The induction of ADCC activity by HA stalk-specific antibodies is one of the more important findings by Tete et al.11 ADCC assays assess the potential of antibodies, bound to FcγR of natural killer cells, to induce degranulation and release of cytokine (interferon-gamma) in the presence of a specific target antigen. Fc-FcγR interactions are required for HA stalk-specific antibody-mediated protection in vivo, supporting the importance of ADCC.13–15 Collectively, the increased affinity and functional ADCC activity by HA stalk-specific antibodies from low responders suggests that vaccination of these individuals conferred protection independent of modulating HAI activity.
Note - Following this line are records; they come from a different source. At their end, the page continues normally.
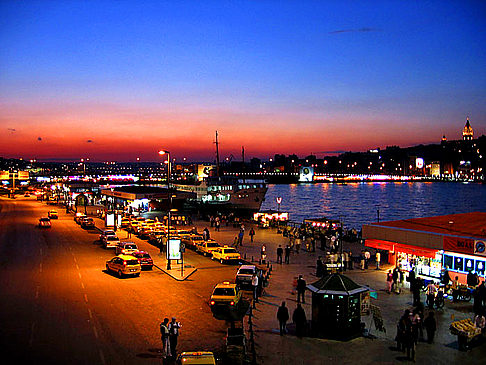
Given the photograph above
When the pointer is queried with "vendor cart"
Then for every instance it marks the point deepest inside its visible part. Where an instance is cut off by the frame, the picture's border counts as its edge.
(466, 332)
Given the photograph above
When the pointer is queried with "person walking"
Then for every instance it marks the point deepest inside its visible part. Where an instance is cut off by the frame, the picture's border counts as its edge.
(164, 336)
(377, 259)
(287, 254)
(431, 292)
(389, 281)
(283, 317)
(300, 320)
(254, 285)
(240, 237)
(263, 254)
(279, 254)
(252, 234)
(430, 326)
(173, 335)
(301, 286)
(319, 268)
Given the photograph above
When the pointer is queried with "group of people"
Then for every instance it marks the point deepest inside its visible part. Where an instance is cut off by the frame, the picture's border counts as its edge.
(169, 333)
(298, 318)
(410, 329)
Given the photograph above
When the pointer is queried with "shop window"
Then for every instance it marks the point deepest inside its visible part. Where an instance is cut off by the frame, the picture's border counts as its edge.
(458, 264)
(480, 267)
(468, 264)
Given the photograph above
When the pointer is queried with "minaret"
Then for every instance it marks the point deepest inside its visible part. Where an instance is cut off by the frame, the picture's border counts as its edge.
(467, 132)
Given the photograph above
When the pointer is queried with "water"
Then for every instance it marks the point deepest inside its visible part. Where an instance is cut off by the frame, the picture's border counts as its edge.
(357, 203)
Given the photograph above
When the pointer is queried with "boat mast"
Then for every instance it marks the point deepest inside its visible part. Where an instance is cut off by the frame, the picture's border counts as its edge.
(217, 154)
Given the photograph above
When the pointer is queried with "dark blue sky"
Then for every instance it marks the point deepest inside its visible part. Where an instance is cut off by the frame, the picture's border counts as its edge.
(275, 76)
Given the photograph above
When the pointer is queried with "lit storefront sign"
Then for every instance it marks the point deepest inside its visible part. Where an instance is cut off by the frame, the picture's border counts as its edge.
(459, 262)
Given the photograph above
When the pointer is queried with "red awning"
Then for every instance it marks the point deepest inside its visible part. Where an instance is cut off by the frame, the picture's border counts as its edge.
(380, 245)
(414, 250)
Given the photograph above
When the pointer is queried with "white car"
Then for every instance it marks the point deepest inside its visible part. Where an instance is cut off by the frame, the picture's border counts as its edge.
(110, 241)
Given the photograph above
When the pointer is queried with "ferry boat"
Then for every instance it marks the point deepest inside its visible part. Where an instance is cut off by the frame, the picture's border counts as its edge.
(229, 191)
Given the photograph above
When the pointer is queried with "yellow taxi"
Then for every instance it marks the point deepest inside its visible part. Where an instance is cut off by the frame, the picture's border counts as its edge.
(207, 247)
(225, 295)
(124, 265)
(199, 358)
(226, 254)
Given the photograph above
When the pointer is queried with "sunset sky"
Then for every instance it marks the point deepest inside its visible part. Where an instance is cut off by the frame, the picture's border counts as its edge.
(117, 80)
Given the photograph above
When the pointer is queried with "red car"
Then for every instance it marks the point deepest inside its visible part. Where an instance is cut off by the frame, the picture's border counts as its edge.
(144, 258)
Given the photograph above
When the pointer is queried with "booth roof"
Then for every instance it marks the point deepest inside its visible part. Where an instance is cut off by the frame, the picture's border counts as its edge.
(465, 224)
(336, 284)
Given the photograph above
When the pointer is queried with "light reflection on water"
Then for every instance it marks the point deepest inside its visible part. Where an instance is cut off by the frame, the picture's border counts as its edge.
(357, 203)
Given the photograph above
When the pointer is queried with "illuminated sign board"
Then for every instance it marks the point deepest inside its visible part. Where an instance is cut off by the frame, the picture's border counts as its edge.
(306, 174)
(419, 163)
(174, 249)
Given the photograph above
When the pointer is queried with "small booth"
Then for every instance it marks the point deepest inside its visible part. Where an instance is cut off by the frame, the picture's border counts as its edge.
(271, 218)
(336, 307)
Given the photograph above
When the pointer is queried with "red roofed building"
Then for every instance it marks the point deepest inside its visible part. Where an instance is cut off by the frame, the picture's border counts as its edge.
(455, 241)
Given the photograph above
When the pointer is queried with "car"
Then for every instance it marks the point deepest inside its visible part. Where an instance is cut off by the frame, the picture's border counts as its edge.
(192, 240)
(226, 254)
(156, 236)
(87, 222)
(245, 275)
(207, 247)
(52, 214)
(44, 222)
(199, 358)
(107, 232)
(125, 248)
(225, 295)
(110, 241)
(124, 265)
(144, 258)
(133, 225)
(78, 217)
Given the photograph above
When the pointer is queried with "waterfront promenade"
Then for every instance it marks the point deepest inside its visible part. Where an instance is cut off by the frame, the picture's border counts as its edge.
(272, 348)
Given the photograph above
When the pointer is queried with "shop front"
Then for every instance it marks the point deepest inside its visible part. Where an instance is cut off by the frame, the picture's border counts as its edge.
(456, 243)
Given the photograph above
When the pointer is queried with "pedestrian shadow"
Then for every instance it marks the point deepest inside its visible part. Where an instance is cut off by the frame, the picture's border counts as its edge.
(152, 354)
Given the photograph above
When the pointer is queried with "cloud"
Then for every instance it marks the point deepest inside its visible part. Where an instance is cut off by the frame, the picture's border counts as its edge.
(359, 30)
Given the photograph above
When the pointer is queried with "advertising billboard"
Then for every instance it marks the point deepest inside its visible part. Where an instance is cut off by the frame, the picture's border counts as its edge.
(306, 174)
(174, 249)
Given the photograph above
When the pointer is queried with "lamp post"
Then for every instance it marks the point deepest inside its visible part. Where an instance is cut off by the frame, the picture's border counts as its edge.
(169, 195)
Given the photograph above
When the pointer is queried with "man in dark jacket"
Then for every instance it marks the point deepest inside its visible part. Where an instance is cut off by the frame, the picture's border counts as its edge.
(283, 317)
(301, 286)
(300, 320)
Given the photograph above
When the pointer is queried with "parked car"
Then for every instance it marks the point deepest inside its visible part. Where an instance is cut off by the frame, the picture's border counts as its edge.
(52, 214)
(225, 295)
(207, 247)
(245, 275)
(87, 222)
(126, 248)
(226, 254)
(144, 258)
(124, 265)
(192, 240)
(78, 217)
(44, 222)
(110, 241)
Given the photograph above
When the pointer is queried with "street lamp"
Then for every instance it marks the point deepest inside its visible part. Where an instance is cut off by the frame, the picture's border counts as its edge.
(169, 195)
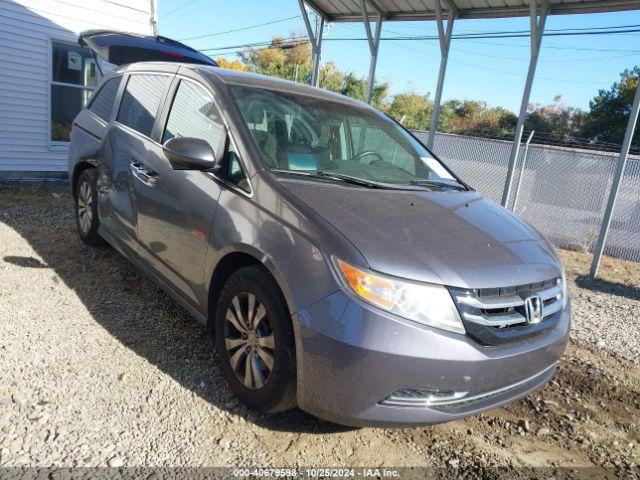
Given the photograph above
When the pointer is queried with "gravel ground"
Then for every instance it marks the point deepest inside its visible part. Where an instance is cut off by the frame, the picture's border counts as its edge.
(99, 367)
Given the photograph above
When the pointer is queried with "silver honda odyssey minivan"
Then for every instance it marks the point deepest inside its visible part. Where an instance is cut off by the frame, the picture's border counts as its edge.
(340, 265)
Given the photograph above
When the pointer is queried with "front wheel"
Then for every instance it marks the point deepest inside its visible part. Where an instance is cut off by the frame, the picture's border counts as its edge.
(86, 200)
(254, 340)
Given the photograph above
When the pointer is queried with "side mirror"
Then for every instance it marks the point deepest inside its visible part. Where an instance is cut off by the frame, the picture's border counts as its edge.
(186, 153)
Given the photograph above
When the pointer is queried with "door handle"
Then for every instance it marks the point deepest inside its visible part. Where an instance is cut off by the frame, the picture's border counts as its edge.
(144, 174)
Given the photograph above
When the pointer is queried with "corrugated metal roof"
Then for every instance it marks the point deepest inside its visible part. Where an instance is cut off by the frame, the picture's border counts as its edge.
(350, 10)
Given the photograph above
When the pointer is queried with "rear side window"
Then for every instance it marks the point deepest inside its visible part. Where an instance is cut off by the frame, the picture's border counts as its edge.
(141, 100)
(193, 114)
(102, 103)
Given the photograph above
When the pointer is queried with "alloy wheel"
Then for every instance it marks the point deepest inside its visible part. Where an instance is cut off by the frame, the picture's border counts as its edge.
(85, 203)
(249, 340)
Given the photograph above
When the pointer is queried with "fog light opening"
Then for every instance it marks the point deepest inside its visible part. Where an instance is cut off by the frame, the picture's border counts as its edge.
(419, 397)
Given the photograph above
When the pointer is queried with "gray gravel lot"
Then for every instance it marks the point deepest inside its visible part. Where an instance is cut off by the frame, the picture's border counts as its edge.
(99, 367)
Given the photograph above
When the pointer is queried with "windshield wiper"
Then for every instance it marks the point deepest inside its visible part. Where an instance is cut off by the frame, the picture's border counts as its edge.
(438, 183)
(361, 182)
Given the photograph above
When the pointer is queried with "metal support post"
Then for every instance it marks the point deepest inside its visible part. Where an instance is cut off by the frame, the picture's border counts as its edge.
(524, 163)
(445, 42)
(537, 30)
(615, 186)
(316, 42)
(374, 44)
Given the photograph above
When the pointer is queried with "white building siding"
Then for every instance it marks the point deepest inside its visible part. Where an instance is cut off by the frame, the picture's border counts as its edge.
(27, 28)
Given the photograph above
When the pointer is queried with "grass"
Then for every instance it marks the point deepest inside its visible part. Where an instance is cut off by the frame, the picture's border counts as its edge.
(614, 270)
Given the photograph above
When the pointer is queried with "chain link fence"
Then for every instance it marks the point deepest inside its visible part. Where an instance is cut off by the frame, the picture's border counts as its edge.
(563, 191)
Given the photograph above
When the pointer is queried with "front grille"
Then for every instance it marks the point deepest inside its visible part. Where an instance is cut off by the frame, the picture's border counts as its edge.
(498, 315)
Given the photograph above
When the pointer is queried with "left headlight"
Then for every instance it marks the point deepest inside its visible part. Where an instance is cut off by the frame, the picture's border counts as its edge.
(424, 303)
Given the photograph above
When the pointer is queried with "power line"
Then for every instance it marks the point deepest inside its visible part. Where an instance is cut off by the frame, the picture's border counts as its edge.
(240, 29)
(502, 34)
(186, 4)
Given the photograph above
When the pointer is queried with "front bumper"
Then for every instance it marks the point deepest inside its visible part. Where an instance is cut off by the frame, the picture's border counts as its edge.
(352, 356)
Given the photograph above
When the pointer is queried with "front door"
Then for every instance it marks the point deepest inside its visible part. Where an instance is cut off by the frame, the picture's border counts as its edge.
(176, 210)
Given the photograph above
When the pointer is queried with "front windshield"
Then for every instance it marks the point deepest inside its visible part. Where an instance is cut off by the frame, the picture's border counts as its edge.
(301, 134)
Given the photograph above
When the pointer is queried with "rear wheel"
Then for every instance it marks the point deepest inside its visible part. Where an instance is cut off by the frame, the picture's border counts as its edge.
(86, 197)
(254, 340)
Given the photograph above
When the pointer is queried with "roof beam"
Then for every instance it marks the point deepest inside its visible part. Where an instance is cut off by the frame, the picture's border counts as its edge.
(488, 12)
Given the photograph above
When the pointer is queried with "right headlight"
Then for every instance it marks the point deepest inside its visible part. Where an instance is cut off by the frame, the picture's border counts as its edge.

Despite the increased appreciation for HA stalk-specific antibodies, there are still challenges to convert this knowledge into a long-term universal influenza vaccine strategy. First, the induction of stalk-specific antibodies will need to be achieved in the pre-immune human population. Unless the antigen is significantly different relative to the HA proteins/epitopes that established pre-existing memory, recalled B cells will likely mount an anti-head-biased response. The use of chimeric HA or stalk-specific immunogens administered two or three times in pre-clinical models show that stalk-specific antibodies can be induced, but whether these responses can be induced in people with pre-existing immune responses remains to be determined. In addition, there are little data on these approaches in animal models with pre-existing anti-influenza antibodies. Another aspect of a universal influenza vaccine approach is the induction of long-lived immunity in different populations. It is not clear if stalk-based vaccine strategies can elicit these long-lived memory B cells in humans, and whether these stalk-specific B cells would be preferentially recalled by subsequent vaccination. As these innovative vaccine strategies move forward into human clinical trials, it will be critical to establish that the phenomenon observed in this report during the change from two antigenically distinct H1N1 era can be recapitulated. Overall, this report by Tete et al.11 is a fascinating look into the induction of HA stalk-specific antibodies and how these antibodies would work in humans.

Footnotes

The author declares no conflict of interest.